AG: The sound I hear in my mind is pretty much the Brubeck sound because I’ve heard this music before. A lot of this music Dave wrote on commission from community choirs, children’s orchestras, all kinds of different things. He was always trained as a classical composer. But he made his living as a jazz composer, jazz band leader, and pianist. So the sound in my mind is Brubeck’s concert music done professionally, played the way it should have been, augmented by Chris and Paul’s creative vision too. They’re both immensely talented musicians, and experienced in building the music inside and out.
For the orchestra, Houston is filled with some of the finest orchestral musicians in the country.
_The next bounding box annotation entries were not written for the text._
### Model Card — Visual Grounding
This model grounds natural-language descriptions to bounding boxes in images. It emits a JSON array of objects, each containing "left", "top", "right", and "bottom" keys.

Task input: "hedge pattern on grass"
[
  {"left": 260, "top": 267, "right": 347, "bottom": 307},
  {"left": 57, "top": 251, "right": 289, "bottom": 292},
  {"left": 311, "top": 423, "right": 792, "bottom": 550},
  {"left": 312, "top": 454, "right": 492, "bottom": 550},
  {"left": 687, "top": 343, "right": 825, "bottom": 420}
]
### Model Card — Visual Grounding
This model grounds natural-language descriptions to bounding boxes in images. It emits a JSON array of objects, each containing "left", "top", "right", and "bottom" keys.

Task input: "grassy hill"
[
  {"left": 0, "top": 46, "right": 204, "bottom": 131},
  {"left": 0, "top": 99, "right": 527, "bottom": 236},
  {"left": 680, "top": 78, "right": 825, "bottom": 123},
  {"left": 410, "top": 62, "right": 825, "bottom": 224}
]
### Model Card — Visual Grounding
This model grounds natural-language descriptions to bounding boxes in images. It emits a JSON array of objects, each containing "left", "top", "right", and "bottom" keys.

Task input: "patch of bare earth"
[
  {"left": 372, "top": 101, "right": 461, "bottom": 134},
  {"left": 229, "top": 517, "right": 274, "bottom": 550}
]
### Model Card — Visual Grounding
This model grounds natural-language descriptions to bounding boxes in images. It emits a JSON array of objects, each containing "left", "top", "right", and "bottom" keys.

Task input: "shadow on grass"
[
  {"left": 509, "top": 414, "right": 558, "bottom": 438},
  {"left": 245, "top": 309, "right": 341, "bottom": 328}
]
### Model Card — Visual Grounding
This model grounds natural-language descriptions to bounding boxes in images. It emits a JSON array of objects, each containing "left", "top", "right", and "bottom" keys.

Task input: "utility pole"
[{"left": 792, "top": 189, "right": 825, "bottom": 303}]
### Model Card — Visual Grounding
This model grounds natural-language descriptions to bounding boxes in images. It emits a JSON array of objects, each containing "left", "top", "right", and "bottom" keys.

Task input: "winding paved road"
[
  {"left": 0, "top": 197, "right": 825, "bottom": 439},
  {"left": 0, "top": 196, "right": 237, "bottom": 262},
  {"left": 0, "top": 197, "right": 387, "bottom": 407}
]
The Houston Chamber Choir is not only one of the best professional choirs in the country, but they actually have a history of performing these works.
Currently we’re heavily involved in fundraising because it’s an epic concert. There are a lot of moving parts with that and the recording. All the bases are covered with people that are experienced and have the same love and reverence for the music of Dave Brubeck that the rest of us do.
What are some of your favorite Brubeck pieces and which ones are you looking forward to hearing revitalized on this program?
AG: I think, like a lot of people of my generation, that Take Five was just a revelation. And actually, I have three piano suites and I’m working on a fourth suite, all of which are homages to great American jazz pianists and composers. My third suite honors Chick Corea, Art Tatum, and Dave Brubeck. The Dave Brubeck movement sources rhythms and textures from Take Five but also from his Blue Rondo a la Turk and from his settings of Disney songs.
My own music tends to explore Americanism. I’m very much influenced by my teacher William Bolcom, who is the guy who studied with the same people that Brubeck studied with — Darius Milhaud for example. I tend to explore American pop music in all its forms, going all the way back to blues and jazz to rock, pop, hip hop, and film music in the Great American Songbook. All of it is grist for my mill. And then I kind of strain it through my own peculiar ideas and end up with something new.